Organisée en marge du mois de mars dédié aux droits des femmes, cette initiative s’est déroulée à Beni Nord-Kivu, une ville qui, malgré les défis sécuritaires, voit émerger une forte volonté de changement social. Le forum n’a pas seulement abordé les aspects techniques de la gestion d’entreprise ou de l’épargne. Il a placé au cœur des discussions des concepts plus larges et essentiels : l’engagement des familles, la responsabilité partagée et, surtout, la masculinité positive. De quoi s’agit-il ? D’inviter les hommes à devenir des partenaires actifs dans le combat pour l’égalité, à déconstruire les stéréotypes et à soutenir concrètement les projets de leurs épouses, filles ou sœurs. Cette approche collective est, selon les participantes, la clé d’une transformation durable.
Mais pourquoi l’autonomisation financière des femmes est-elle si cruciale dans le contexte de la RDC ? Les témoignages recueillis lors de cette journée apportent une réponse sans équivoque. Une femme qui génère ses propres revenus n’améliore pas seulement le quotidien de son foyer ; elle devient un pilier de résilience pour toute sa communauté. « Une femme économiquement indépendante contribue davantage à la stabilité de sa famille et de sa communauté », affirment les participantes. Dans des zones où la précarité peut exacerber les tensions, le rôle économique des femmes agit comme un tampon, renforçant la cohésion sociale et offrant des alternatives à la violence. L’autonomie financière est ainsi présentée non comme un luxe, mais comme une nécessité pour la consolidation de la paix.

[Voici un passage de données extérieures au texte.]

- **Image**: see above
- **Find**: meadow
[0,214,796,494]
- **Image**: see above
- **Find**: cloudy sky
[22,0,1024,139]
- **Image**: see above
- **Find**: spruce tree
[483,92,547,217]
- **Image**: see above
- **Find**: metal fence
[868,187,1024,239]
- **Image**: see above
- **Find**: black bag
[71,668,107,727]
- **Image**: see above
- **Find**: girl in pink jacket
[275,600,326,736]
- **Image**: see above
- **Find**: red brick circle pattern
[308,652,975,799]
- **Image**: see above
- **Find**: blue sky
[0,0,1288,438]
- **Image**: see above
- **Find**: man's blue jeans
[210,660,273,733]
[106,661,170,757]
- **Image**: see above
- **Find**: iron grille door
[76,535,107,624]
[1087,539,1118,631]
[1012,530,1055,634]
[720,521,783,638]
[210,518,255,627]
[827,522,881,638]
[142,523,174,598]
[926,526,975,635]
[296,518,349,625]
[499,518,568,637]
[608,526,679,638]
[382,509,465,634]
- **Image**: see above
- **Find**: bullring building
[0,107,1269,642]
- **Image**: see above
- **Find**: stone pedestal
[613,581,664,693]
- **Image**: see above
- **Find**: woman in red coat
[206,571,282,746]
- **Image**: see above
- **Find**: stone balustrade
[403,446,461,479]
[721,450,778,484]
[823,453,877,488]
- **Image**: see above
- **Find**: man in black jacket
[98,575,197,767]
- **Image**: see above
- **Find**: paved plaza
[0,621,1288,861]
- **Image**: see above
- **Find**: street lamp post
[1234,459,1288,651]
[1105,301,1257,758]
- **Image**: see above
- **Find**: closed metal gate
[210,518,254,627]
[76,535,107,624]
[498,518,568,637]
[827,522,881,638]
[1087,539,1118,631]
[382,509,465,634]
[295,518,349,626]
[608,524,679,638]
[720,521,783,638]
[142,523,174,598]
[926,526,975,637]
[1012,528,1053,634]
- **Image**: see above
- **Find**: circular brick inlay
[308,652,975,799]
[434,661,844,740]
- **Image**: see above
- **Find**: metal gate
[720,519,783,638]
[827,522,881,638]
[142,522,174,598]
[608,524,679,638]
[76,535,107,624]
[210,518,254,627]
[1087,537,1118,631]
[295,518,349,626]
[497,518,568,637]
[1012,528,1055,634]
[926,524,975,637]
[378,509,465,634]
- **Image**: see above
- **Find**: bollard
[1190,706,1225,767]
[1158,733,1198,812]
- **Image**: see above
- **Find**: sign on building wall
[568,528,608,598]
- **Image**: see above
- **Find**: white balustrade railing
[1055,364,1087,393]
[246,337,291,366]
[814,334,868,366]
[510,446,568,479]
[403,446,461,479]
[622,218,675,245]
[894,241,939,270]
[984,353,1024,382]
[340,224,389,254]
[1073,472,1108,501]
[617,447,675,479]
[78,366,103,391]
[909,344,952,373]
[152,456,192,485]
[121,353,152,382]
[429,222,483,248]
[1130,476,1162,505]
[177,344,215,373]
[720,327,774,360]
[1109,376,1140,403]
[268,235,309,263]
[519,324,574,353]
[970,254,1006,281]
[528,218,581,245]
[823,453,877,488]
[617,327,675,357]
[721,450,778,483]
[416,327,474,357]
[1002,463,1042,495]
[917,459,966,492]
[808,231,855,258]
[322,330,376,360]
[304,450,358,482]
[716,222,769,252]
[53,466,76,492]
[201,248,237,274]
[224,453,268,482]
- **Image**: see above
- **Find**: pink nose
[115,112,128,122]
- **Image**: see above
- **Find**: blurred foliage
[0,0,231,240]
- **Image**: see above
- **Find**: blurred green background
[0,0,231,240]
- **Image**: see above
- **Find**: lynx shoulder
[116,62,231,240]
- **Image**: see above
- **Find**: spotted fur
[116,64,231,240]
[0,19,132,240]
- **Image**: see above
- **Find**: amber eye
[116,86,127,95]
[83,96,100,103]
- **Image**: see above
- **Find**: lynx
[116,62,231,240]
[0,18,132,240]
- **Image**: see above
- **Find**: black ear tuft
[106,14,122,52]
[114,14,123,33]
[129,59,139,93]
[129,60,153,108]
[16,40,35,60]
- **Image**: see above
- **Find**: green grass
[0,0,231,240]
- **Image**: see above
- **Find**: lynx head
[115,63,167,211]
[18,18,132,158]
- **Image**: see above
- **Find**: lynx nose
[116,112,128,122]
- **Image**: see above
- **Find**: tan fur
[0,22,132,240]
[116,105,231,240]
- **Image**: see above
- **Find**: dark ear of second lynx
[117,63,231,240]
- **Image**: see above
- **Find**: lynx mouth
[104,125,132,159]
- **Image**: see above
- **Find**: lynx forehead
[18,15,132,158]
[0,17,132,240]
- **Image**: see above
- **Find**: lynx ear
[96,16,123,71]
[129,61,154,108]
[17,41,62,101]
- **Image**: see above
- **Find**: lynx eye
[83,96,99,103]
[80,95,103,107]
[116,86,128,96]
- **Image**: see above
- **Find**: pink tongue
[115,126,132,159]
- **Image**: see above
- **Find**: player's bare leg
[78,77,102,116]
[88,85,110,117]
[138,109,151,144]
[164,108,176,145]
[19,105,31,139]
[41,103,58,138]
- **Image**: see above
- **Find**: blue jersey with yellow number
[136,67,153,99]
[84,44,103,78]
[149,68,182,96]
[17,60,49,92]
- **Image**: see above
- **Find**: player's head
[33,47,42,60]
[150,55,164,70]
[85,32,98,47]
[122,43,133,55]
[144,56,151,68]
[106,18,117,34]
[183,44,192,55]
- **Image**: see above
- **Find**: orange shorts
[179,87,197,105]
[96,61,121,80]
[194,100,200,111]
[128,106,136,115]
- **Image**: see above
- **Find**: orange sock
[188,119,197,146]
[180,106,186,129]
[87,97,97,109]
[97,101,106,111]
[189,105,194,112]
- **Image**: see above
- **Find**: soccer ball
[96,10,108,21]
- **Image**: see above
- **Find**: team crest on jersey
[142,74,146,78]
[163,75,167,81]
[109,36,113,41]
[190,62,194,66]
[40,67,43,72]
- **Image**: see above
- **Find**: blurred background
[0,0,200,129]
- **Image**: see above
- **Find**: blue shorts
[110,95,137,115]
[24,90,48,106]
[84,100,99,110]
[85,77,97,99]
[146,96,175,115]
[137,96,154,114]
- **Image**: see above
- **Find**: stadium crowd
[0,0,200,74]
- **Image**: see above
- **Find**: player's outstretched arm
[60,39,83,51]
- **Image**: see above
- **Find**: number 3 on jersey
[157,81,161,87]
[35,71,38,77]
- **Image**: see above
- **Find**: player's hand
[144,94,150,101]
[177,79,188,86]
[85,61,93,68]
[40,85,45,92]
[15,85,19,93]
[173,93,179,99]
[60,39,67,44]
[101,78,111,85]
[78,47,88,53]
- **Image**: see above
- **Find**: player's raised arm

Pourtant, le chemin vers cette autonomie est semé d’embûches. Ange Maliro, l’une des intervenantes, a lancé un appel vibrant à l’action, dépassant le stade des beaux discours. « Nous, femmes, mais aussi les hommes qui nous accompagnent et je mets ici l’accent sur la masculinité positive devons désormais passer à l’action. Nous ne devons pas nous limiter aux discours. Réclamons nos droits des femmes en RDC, oui, mais posons également des actes. » Cet appel rappelle que la théorie ne suffit pas. Il faut des mécanismes d’accès au crédit, des formations adaptées, un environnement juridique protecteur et un changement profond des mentalités. Chaque petite entreprise lancée, chaque franc épargné, représente un acte de résistance contre la dépendance et la vulnérabilité.
Au-delà de l’aspect purement économique, la conférence a aussi insisté sur la connaissance des droits et l’importance de la justice. Comment une femme peut-elle défendre son activité si elle ignore les lois qui la protègent ? Comment peut-elle s’épanouir si l’accès à la justice reste un parcours du combattant ? Ces questions sont indissociables du combat pour l’autonomie. Une femme informée de ses droits est une femme mieux armée pour négocier, pour investir et pour s’imposer dans des sphères traditionnellement dominées par les hommes. Cette dimension juridique est un levier essentiel pour renforcer la confiance et permettre aux initiatives de prospérer.
Alors, que retenir de ce rassemblement impressionnant à Beni ? Il dessine une feuille de route où l’économique, le social et le juridique s’entremêlent. Il montre que la quête d’autonomie des femmes n’est pas un combat isolé, mais un projet de société qui engage toute la communauté, y compris les hommes. Dans une province comme le Nord-Kivu, souvent meurtrie, investir dans le potentiel économique des femmes pourrait bien être l’une des stratégies les plus intelligentes pour bâtir une paix durable. La route est longue, mais les premiers pas, comme celui de cette conférence, sont porteurs d’espoir. La véritable question n’est plus de savoir si les femmes peuvent changer la donne, mais comment la société toute entière peut les y aider efficacement.